O Tribunal de Justiça do Rio de Janeiro (TJ-RJ) negou, por unanimidade, recurso do ex-vereador Dr. Jairinho para retomar seu mandato na Câmara carioca.

Ele foi cassado em 2021 por “quebra de decoro parlamentar”, acusado pela morte do enteado, Henry Borel, de 4 anos, em março daquele ano. O ex-vereador está preso, aguardando julgamento.

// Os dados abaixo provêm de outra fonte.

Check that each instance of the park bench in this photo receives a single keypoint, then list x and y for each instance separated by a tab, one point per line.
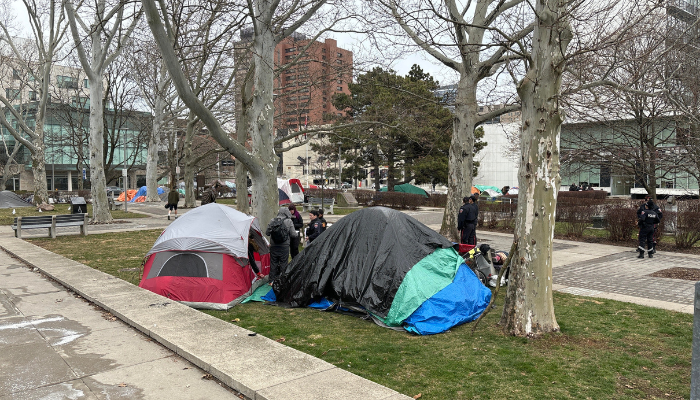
315	202
50	222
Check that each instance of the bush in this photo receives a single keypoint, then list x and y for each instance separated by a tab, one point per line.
622	221
687	224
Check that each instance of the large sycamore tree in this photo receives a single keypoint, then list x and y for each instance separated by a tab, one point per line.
29	63
99	32
272	21
475	39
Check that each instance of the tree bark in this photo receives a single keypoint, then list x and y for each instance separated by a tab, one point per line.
154	139
529	309
188	169
461	156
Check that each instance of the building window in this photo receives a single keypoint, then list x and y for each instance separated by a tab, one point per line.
66	82
12	94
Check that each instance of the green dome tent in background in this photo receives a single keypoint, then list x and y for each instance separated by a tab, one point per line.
407	188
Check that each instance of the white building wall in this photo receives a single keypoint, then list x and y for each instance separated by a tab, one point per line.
497	167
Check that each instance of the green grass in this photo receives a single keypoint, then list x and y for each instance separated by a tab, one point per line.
606	349
7	218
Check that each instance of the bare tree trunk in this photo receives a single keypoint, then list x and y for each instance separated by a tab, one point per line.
529	309
259	117
100	208
461	158
154	139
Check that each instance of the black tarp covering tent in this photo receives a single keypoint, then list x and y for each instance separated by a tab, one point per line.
361	259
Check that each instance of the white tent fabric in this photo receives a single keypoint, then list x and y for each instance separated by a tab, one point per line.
211	228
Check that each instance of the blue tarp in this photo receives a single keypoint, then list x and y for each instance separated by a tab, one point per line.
461	301
143	191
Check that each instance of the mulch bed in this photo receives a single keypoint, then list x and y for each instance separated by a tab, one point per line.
688	274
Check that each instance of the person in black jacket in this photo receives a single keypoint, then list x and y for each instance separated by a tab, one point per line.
648	218
656	209
466	220
298	226
315	226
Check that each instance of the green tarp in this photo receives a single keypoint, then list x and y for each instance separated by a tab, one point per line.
423	281
407	188
484	187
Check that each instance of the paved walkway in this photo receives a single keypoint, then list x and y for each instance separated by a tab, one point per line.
90	354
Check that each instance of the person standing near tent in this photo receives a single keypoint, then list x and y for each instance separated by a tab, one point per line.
648	218
173	199
466	220
280	230
315	226
209	195
298	226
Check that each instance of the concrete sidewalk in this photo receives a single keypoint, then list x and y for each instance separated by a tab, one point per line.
253	365
232	355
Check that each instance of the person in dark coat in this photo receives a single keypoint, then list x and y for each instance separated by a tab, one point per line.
279	252
315	226
647	219
466	220
298	226
656	209
173	199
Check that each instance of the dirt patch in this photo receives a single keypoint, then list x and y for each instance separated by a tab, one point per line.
688	274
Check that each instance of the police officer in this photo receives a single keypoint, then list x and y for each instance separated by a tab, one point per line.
648	218
315	226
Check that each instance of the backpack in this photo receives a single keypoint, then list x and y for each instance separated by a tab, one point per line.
278	230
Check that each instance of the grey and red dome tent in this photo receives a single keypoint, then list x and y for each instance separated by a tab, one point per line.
201	259
391	266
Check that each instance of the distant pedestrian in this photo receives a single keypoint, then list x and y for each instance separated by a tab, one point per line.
298	222
173	199
280	230
466	220
315	226
647	219
209	195
324	223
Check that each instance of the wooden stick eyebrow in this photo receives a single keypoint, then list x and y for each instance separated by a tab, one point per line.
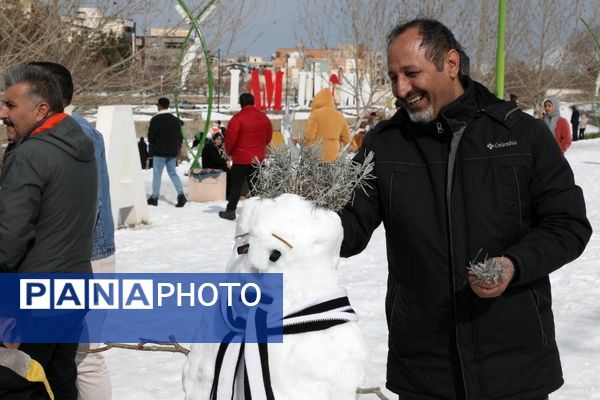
283	240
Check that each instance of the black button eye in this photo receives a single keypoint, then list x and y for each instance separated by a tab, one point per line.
243	249
275	254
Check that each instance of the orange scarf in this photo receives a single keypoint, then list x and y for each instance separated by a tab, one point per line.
49	123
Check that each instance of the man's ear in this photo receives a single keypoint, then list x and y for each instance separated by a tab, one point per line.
452	63
42	110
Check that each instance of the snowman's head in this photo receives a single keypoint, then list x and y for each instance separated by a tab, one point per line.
285	234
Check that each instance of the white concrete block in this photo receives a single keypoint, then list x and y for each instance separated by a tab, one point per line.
128	196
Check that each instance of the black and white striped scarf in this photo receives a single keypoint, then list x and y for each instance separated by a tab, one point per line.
246	364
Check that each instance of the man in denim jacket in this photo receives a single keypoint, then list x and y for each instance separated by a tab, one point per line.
93	380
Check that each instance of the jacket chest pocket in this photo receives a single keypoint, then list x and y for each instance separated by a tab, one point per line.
397	197
515	193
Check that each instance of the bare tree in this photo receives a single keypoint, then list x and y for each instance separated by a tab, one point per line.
102	61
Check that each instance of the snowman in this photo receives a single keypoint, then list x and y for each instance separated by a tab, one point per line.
323	354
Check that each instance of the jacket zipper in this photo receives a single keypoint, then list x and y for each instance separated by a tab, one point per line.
456	136
536	302
519	195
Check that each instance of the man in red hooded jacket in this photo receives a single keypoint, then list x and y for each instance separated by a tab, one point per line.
557	124
248	134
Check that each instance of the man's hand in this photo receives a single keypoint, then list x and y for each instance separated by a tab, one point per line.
487	290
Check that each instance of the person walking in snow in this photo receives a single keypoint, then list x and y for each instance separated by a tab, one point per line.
165	140
93	378
575	123
143	150
326	126
465	180
583	121
248	134
558	125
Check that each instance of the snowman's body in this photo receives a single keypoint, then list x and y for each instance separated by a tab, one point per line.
327	364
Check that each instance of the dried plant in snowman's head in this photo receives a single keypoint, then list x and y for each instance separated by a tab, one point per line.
490	271
326	185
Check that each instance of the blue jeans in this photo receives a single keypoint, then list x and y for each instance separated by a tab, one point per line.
158	164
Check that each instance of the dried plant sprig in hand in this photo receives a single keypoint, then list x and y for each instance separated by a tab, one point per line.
327	185
489	272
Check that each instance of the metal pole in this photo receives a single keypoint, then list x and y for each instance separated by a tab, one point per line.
500	50
218	80
287	64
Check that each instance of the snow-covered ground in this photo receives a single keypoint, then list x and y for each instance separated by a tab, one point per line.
195	239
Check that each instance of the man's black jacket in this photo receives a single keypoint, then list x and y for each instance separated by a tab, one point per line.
484	179
48	202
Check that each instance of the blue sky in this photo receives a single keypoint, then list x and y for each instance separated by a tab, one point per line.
276	23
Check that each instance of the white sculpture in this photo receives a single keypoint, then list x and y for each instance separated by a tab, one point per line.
128	196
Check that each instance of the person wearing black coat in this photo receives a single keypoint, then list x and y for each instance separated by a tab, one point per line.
461	176
48	205
143	150
575	123
165	138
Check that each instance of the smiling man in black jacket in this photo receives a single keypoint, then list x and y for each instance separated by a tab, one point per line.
460	173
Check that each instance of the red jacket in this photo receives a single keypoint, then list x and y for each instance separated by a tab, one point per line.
248	134
562	134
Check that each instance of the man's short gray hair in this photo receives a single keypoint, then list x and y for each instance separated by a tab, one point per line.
42	84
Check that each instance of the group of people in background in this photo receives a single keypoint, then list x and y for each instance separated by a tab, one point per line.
559	126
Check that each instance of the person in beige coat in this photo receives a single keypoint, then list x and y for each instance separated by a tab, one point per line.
326	126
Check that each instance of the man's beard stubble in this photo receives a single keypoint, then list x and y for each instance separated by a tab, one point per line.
421	117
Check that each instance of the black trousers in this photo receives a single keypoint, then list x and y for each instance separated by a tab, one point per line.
239	173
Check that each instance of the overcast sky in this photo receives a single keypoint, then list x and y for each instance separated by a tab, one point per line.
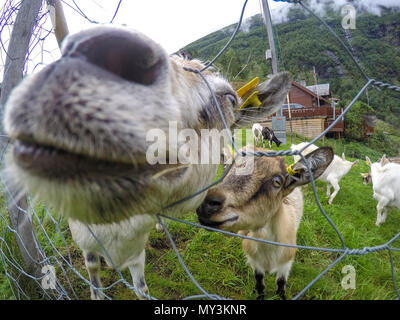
172	23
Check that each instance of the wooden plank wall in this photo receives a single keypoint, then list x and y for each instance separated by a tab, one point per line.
309	128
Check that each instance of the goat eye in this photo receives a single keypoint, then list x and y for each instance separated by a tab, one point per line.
231	98
277	181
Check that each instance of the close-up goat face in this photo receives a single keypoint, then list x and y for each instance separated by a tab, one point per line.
79	125
248	202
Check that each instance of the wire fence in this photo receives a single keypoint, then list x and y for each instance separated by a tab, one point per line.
53	237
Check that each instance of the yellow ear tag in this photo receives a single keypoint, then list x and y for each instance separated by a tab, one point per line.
291	171
251	100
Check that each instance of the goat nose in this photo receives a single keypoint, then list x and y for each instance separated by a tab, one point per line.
210	205
129	55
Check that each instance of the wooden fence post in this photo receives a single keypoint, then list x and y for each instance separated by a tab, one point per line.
13	72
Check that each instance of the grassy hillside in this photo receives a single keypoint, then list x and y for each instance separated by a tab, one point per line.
219	265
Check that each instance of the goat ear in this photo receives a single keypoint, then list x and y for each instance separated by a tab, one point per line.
271	94
318	161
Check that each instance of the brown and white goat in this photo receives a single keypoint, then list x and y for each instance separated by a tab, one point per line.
265	204
80	138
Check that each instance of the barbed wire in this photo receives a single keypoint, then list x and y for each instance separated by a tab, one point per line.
55	249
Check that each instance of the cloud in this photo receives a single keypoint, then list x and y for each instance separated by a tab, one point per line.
320	7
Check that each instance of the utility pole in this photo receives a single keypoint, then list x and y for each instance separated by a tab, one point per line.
58	20
278	123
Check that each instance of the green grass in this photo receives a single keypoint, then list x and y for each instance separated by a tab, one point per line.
219	265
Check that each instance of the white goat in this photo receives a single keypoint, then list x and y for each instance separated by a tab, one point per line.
386	186
333	174
265	204
384	160
80	130
257	133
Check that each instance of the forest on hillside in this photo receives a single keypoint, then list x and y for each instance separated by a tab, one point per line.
303	43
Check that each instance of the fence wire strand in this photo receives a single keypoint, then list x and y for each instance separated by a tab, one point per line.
63	258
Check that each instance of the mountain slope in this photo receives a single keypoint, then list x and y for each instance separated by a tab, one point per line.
304	42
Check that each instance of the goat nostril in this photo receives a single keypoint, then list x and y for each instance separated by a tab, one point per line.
126	54
213	204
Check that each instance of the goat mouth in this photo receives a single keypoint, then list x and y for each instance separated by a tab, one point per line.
52	162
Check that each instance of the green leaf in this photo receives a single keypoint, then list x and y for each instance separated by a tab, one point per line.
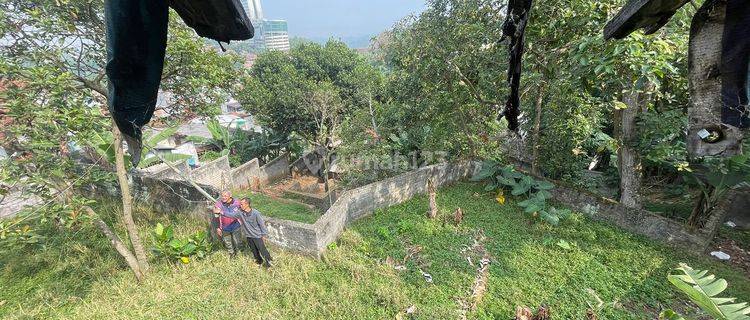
703	289
544	185
159	230
520	189
669	314
549	218
564	244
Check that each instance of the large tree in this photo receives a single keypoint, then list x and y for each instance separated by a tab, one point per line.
280	86
53	60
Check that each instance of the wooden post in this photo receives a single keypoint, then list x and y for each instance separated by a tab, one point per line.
127	201
432	213
121	248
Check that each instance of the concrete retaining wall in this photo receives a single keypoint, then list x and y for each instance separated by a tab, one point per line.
274	170
243	176
214	173
358	203
170	196
638	221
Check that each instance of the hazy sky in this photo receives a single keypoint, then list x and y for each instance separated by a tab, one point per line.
339	18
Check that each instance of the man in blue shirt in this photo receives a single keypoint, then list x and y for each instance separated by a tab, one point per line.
227	226
255	230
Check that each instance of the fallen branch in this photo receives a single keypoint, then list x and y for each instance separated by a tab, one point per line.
117	243
433	201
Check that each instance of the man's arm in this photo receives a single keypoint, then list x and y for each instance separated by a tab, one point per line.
262	225
233	213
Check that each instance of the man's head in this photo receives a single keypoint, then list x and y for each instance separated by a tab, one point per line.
226	196
246	204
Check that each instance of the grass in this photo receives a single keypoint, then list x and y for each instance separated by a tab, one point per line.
282	208
625	271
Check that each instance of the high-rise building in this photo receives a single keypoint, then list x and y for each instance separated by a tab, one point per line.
269	34
253	9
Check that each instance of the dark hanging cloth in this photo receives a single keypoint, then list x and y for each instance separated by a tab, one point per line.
514	28
221	20
735	70
136	45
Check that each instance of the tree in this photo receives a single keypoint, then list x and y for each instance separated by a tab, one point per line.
279	85
53	58
309	92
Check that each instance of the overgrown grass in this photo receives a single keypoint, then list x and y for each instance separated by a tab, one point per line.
625	271
282	208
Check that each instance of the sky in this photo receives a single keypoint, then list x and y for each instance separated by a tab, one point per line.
322	19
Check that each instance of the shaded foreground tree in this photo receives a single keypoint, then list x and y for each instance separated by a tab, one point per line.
54	86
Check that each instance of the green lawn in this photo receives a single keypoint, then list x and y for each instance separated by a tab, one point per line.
625	271
282	208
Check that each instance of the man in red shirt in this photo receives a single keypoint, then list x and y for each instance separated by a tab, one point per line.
227	225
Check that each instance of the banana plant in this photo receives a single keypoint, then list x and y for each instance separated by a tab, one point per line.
222	137
103	145
703	289
536	191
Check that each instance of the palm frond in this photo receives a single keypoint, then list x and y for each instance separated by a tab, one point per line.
703	289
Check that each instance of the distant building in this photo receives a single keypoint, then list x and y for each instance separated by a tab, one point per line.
269	34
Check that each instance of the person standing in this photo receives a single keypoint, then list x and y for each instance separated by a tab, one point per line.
227	226
255	231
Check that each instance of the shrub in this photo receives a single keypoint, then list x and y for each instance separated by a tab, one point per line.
166	245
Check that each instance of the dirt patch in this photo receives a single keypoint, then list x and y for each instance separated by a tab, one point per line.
304	184
739	253
479	287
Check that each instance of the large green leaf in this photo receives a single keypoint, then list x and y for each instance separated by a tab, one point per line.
669	314
162	135
703	290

No recurso, Jairinho alegou que o processo ético-disciplinar que levou à cassação de seu mandato foi movido “sem prova robusta da prática do crime”. Sua defesa acrescentou que a decisão não se baseou em ação penal transitada em julgado e, assim, pedia a nulidade do decreto.

A relatora do processo no TJ do Rio, desembargadora Jacqueline Lima Montenegro, observou que a decisão para a perda do mandato está fundamentada na falta de decoro parlamentar, e não na prática do homicídio.

“O exame dos autos revela que a decisão que levou à perda do mandato de vereador pelo impetrante está fundamentada não na prática de homicídio, mas sim na falta de decoro parlamentar, cuja definição e extensão ficam sabidamente ao prudente arbítrio da comissão processante (da Câmara), não podendo o Poder Judiciário imiscuir-se nos fatos considerados como quebra de decoro, sob pena de afronta à autonomia dos poderes”, destacou a desembargadora.

“Assim, se a cassação do mandato do impetrante não se fundamentou na prática de homicídio, não há que se falar em violação do postulado da presunção de inocência”, acrescentou.

Jacqueline Lima Montenegro também considerou que o ex-vereador teve direito à defesa.

“Na hipótese em análise, é possível observar que o procedimento administrativo que culminou com a perda do mandato transcorreu dentro do que se classifica como devido processo legal, sendo garantido o exercício pelo recorrente da ampla defesa e observado o contraditório. E isso é o quanto basta para que se afaste a pretensão do Impetrante”, disse.

Defesa

O advogado Claudio Dalledone Jr. afirmou à reportagem que recorrerá da decisão. “O mandato é do povo, e o povo decide se ele fica ou se sai da Câmara de Vereadores. Sendo assim, essa decisão será reformada nas Cortes superiores”, disse.